In contrast, to highlight the add-value of our approach, let us consider the user query “mrkh” which provides a better result with the multiple-terminologies information retrieval algorithm in comparison to the mono-terminology information retrieval due to the fact that the term "mrkh" does not belong to the MeSH thesaurus. Indeed, we created a CISMeF synonym "mrkh" for the MedDRA term “Mayer-rokitansky-kuster-hauser syndrome”, and then we linked the two terms in order to have semantic interoperability between health terminologies. Therefore, using both terms was more efficient for information retrieval process.
The limitation of the study was the number of the evaluated queries. Thus, the established study constitutes a proof of the concept of the proposed model and its implementation. The integration of new medical terminologies in CISMeF (for example the Foundational Model of Anatomy or the Human Phenotype Ontology) and the improvement of resource indexing (manual and automatic) would permit a broader study and certainly obtain more meaningful results.
In addition, considering the limited knowledge of the indexers concerning the new terminologies integrated in CISMeF, the rate of manual indexing by multiple terminologies was still rather low compared with that performed by only the MeSH thesaurus. Nonetheless, 5,164 manually indexed resources out of 37,263 (13.8%) are already being indexed with at least one terminology besides the MeSH (ATC (n=4616), CCAM (n=326) and SNOMED (n=39) etc.), mainly with the ATC for the creation of the PSIP Drug Information Portal .

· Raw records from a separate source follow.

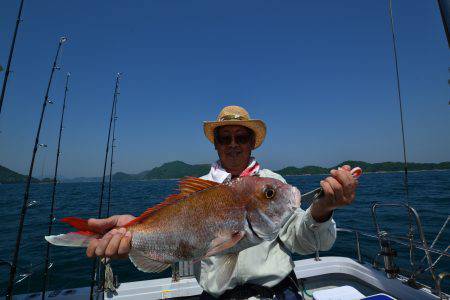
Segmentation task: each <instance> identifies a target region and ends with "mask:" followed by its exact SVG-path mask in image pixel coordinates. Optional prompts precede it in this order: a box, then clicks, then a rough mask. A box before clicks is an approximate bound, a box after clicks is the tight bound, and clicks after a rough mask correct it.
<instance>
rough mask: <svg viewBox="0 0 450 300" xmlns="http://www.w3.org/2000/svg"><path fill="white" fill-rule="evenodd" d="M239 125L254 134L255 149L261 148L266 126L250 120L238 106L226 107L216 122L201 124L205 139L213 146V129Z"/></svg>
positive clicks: (263, 122)
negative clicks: (254, 138)
mask: <svg viewBox="0 0 450 300" xmlns="http://www.w3.org/2000/svg"><path fill="white" fill-rule="evenodd" d="M226 125H241V126H244V127H247V128H249V129H251V130H253V132H254V133H255V148H258V147H259V146H261V144H262V142H263V140H264V138H265V136H266V124H264V122H263V121H261V120H255V119H250V115H249V114H248V112H247V111H246V110H245V109H244V108H242V107H240V106H235V105H232V106H226V107H224V108H223V109H222V111H221V112H220V113H219V115H218V116H217V120H216V121H205V122H203V130H204V132H205V135H206V137H207V138H208V140H210V141H211V143H213V144H214V129H215V128H217V127H219V126H226Z"/></svg>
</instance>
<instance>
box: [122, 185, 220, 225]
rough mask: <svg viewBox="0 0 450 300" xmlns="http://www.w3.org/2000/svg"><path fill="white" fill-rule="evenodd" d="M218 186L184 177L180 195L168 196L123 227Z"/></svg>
mask: <svg viewBox="0 0 450 300" xmlns="http://www.w3.org/2000/svg"><path fill="white" fill-rule="evenodd" d="M216 185H219V183H217V182H214V181H209V180H204V179H200V178H195V177H185V178H184V179H182V180H181V181H180V193H179V194H174V195H170V196H169V197H167V198H166V199H165V200H164V201H163V202H161V203H159V204H157V205H155V206H153V207H150V208H148V209H147V210H146V211H144V212H143V213H142V214H141V215H140V216H139V217H137V218H136V219H134V220H132V221H131V222H129V223H128V224H126V225H125V227H127V226H130V225H132V224H135V223H139V222H141V221H142V220H144V219H145V218H147V217H149V216H150V215H152V214H153V213H155V212H157V211H158V210H160V209H161V208H163V207H166V206H168V205H172V204H176V203H178V202H179V201H180V200H183V199H184V198H185V197H186V196H189V195H190V194H193V193H195V192H198V191H201V190H204V189H207V188H210V187H213V186H216Z"/></svg>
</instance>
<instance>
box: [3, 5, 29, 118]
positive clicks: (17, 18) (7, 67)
mask: <svg viewBox="0 0 450 300" xmlns="http://www.w3.org/2000/svg"><path fill="white" fill-rule="evenodd" d="M23 2H24V0H21V1H20V6H19V13H18V14H17V20H16V27H15V28H14V34H13V40H12V42H11V47H10V48H9V56H8V63H7V65H6V70H5V77H4V78H3V85H2V93H1V94H0V114H1V113H2V106H3V99H4V98H5V92H6V83H7V82H8V77H9V73H11V71H10V70H9V69H10V67H11V61H12V57H13V53H14V46H15V45H16V37H17V31H18V29H19V24H20V22H21V21H22V20H21V19H20V18H21V16H22V8H23Z"/></svg>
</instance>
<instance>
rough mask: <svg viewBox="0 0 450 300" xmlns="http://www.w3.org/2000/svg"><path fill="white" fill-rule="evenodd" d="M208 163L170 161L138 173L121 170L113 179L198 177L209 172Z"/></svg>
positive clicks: (144, 179)
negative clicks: (138, 173)
mask: <svg viewBox="0 0 450 300" xmlns="http://www.w3.org/2000/svg"><path fill="white" fill-rule="evenodd" d="M209 169H210V165H209V164H201V165H190V164H187V163H185V162H182V161H179V160H177V161H172V162H168V163H165V164H163V165H162V166H160V167H156V168H153V169H151V170H150V171H144V172H141V173H139V174H127V173H123V172H117V173H115V174H114V176H113V180H115V181H126V180H151V179H174V178H182V177H185V176H195V177H200V176H202V175H205V174H207V173H208V172H209Z"/></svg>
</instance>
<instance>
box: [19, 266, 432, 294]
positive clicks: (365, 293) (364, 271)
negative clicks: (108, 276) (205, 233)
mask: <svg viewBox="0 0 450 300" xmlns="http://www.w3.org/2000/svg"><path fill="white" fill-rule="evenodd" d="M294 271H295V273H296V275H297V278H299V286H300V289H301V290H302V294H303V297H304V298H305V299H308V300H309V299H313V297H312V294H313V293H314V292H316V291H320V290H326V289H330V288H335V287H342V286H350V287H353V288H355V289H356V290H357V291H359V292H360V293H361V294H363V295H364V296H366V297H367V296H371V295H375V294H379V293H384V294H387V295H390V296H391V297H393V298H395V299H424V300H426V299H439V297H437V296H435V295H432V294H430V293H429V291H427V290H417V289H413V288H411V287H409V286H407V285H406V284H404V283H403V282H402V281H401V280H399V279H388V278H387V277H386V276H385V274H384V273H383V272H381V271H379V270H377V269H374V268H373V267H372V266H371V265H370V264H366V263H363V264H361V263H358V262H357V261H355V260H353V259H350V258H346V257H322V258H320V261H316V260H314V259H304V260H298V261H295V269H294ZM201 292H202V289H201V288H200V286H199V285H198V284H197V281H196V280H195V278H182V279H181V280H180V281H178V282H172V279H171V278H161V279H152V280H144V281H135V282H126V283H122V284H121V285H120V286H119V287H118V289H117V294H115V295H107V294H105V298H111V299H127V300H129V299H132V300H141V299H146V300H147V299H167V298H184V299H196V298H198V295H199V294H200V293H201ZM40 297H41V294H40V293H34V294H25V295H18V296H16V297H15V299H38V298H40ZM88 297H89V288H88V287H85V288H77V289H69V290H61V291H52V292H50V293H48V294H47V297H46V298H47V299H67V300H72V299H87V298H88ZM355 299H361V298H355Z"/></svg>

To the best of our knowledge, this study was the first which evaluated multiple-terminologies information retrieval in any health site. This multiple-terminologies information retrieval approach could be applied to any Web portal currently using the MeSH and in particular to MEDLINE/PubMed as newly included citations are now automatically indexed with MetaMap , which provides multiple-terminologies indexing.
In conclusion, the strategic decision of the CISMeF team has made possible the evolution from a mono-terminological world to a multiple-terminological universe through the integration of the main health terminologies available in French in the CISMeF information system. The contribution of this new universe is to overcome the relative weakness of the MeSH thesaurus and to improve health information retrieval.